2. After having cleaned the clams, dry of the water in the sieve and control them one by one beating each one lightly on a kitchen paper.
3. Heat some extra olive oil in a large pan and pour the clams in. Keep the lid on the pan. Usually they open in a couple of minutes, and when you see them all open, turn off the heat in order to avoid overcooking compromising the delicate shellfish. Make the clams cool down a bit and then control if any of them has remained open, and if so throw the open ones away.
4. Pass the broth through a thin cotton cloth or tight sieve to remove all possible sand left in clams.
5. Soften the pressed garlic and chopped red pepper in the oil on a pan and be careful not to burn it, it should only soften.
6. Bring to boil water for the tagliolini and when it boils, pour in just a little amount of coarse salt other wise you will risk to have a terribly salted dish, as the clams and broth already contain salt.
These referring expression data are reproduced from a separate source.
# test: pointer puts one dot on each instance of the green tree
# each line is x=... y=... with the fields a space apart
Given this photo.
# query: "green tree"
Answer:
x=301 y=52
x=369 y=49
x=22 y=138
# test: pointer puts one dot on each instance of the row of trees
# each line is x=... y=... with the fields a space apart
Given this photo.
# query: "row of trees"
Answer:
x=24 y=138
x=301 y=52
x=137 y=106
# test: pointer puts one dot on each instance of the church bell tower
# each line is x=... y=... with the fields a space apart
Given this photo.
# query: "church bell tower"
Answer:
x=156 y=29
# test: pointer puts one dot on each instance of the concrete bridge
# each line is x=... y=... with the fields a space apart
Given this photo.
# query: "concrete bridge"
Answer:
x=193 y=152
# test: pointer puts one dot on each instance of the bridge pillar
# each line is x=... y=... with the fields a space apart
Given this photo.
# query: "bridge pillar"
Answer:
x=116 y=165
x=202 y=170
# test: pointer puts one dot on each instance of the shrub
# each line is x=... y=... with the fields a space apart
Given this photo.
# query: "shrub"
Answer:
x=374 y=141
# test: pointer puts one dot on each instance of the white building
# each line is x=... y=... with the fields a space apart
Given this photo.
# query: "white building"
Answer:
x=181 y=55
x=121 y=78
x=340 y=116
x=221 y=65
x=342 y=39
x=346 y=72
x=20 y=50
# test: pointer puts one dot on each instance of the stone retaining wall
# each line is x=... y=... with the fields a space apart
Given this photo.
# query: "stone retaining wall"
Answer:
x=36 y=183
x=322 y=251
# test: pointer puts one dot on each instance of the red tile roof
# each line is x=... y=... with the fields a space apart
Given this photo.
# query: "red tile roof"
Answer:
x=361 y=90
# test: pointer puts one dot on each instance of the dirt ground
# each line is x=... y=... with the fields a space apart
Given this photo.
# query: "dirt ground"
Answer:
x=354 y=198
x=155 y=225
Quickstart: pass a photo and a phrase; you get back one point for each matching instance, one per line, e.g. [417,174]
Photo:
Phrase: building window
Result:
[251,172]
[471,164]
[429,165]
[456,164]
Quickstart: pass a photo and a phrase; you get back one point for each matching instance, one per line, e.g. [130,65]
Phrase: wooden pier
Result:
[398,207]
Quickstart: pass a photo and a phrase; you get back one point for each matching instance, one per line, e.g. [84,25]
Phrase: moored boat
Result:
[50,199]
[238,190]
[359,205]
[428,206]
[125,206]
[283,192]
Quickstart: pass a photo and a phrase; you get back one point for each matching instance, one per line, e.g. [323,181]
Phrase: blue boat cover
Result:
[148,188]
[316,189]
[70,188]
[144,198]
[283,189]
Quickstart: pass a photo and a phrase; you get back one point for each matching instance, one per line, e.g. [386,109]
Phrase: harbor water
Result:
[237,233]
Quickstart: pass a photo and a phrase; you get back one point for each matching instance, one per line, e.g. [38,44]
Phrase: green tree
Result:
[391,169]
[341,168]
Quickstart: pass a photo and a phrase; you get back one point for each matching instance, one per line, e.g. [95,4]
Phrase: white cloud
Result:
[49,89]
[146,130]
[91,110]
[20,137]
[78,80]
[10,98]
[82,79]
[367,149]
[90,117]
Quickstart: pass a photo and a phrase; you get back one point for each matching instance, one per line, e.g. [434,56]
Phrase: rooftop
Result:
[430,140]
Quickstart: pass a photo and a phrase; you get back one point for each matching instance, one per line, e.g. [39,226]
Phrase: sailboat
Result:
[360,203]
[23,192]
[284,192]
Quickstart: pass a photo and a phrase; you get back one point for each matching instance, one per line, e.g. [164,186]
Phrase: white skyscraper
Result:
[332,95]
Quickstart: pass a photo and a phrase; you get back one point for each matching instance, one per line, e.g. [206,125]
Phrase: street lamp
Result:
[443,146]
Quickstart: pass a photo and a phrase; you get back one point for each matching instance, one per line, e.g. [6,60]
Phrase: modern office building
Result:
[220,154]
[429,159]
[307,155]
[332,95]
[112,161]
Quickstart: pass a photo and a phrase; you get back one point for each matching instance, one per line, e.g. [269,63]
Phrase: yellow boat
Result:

Pour the tagliolini in the boiling water and boil for a couple of minutes. Pull them out when they’re still very “al dente” and sieve them.
7. Pour the broth in into pan with the garlic and red pepper and also the clams and distribute chopped parsley over the pan. Let the sauce thicken a bit and pour in the wine if you like and let it evaporate and then pass the tagliolini quickly in the sauce. In that way it will absorb well the sauce and become very tasty. Serve on hot plates.